MAL D'AFRICA
14-11-2018 di Giovanna
Me lo dissero i baobab, quel giorno che l'interrogai.
Non sapevo proprio a chi chiedere quale genere di sensazione stessi provando, dopo la terza volta che il cuore, la mente e i piedi mi avevano costretto a tornare a Malindi.
Io che a 35 anni avevo girato il mondo, ero stata in vacanza negli angoli più remoti e fantastici del pianeta, che ero convinta prima o poi di cedere al fascino della Thailandia.
No, il cielo e i baobab richiedevano la mia presenza. Ora che da dieci anni frequento il Kenya con sempre più assiduità, mi rendo conto che c'era qualcosa di più profondo, c'era una terra che non chiedeva ma mi guardava muovermi con sempre più consapevolezza e mi offriva l'occasione per innamorarmi di lei.
La terra problematica che ho visto a Marafa e Garashi, dove sono stata dormendo nelle capanne per conoscere da vicino la famiglia del mio amico Kiti, dove ho partecipato a una cerimonia funebre, dove ho dolorosamente preso coscienza dell'impotenza di tutti nel vedere un bambino morire dopo due giorni di agonia, per qualcosa che non si saprà mai, perché è inutile l'autopsia in un Paese dove già non ti viene spiegato bene perché vivi e perché il mondo ti voglia far vivere così.

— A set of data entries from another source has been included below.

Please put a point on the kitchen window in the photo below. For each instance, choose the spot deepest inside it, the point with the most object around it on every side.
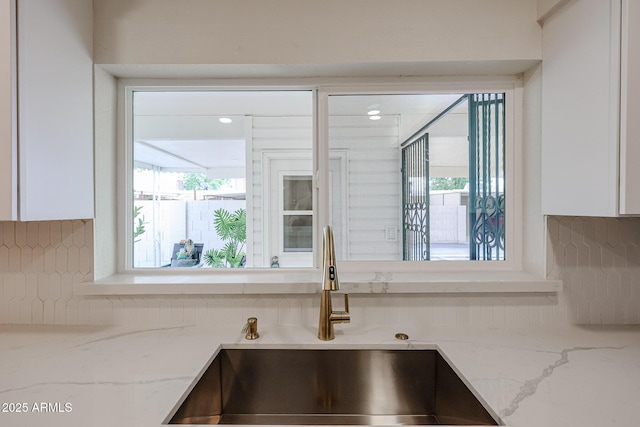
(413, 177)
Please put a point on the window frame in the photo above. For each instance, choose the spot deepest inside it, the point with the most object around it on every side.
(322, 90)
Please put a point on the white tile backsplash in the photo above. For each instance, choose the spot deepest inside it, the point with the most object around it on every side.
(598, 260)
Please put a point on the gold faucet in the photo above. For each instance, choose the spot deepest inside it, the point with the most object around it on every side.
(330, 283)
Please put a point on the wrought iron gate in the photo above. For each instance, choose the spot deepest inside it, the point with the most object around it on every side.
(486, 176)
(415, 200)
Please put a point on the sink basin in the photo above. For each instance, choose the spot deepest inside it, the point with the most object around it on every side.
(330, 387)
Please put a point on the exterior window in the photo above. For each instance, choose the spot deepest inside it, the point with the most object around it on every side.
(230, 178)
(426, 175)
(206, 174)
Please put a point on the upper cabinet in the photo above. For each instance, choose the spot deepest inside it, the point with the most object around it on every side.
(46, 133)
(8, 112)
(590, 109)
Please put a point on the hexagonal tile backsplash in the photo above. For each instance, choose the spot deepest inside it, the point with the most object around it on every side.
(598, 260)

Per noi è tutto più facile, c'è sempre una spiegazione, c'è sempre un motivo e se non c'è, abbiamo professoroni e tuttologi così bravi a trovarne uno.

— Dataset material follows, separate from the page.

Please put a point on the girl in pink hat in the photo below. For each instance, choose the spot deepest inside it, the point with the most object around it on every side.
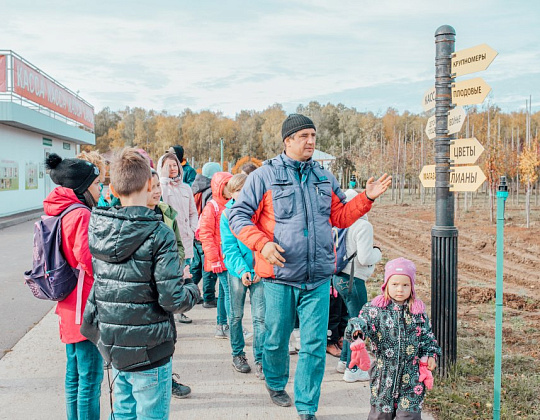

Abbiamo sempre ragione noi: la civiltà, la tecnologia, il progresso, la nostra voglia di crescere. Guarda loro invece che selvaggi, che poca voglia di lavorare e di cambiare il loro stato sociale.
Poi vedi a Nairobi chi lo ha cambiato e si comporta come il peggiore dei razzisti bianchi con il loro stesso popolo.
E' li che ti rendi conto che quando ti senti solo davanti alle ingiustizie del mondo, è con gli ultimi che devi stare, è loro che puoi aiutare senza chiedere a nessuno perché lo stai facendo e senza aspettarti nessuna riconoscenza.
Lo fai perché non ti senti solo, e questo sarebbe già un motivo per ringraziare questa gente, di ringraziare l'Africa per averti chiamato a sé.
Io chiamo questo amore, voi chiamatelo pure Mal d'Africa.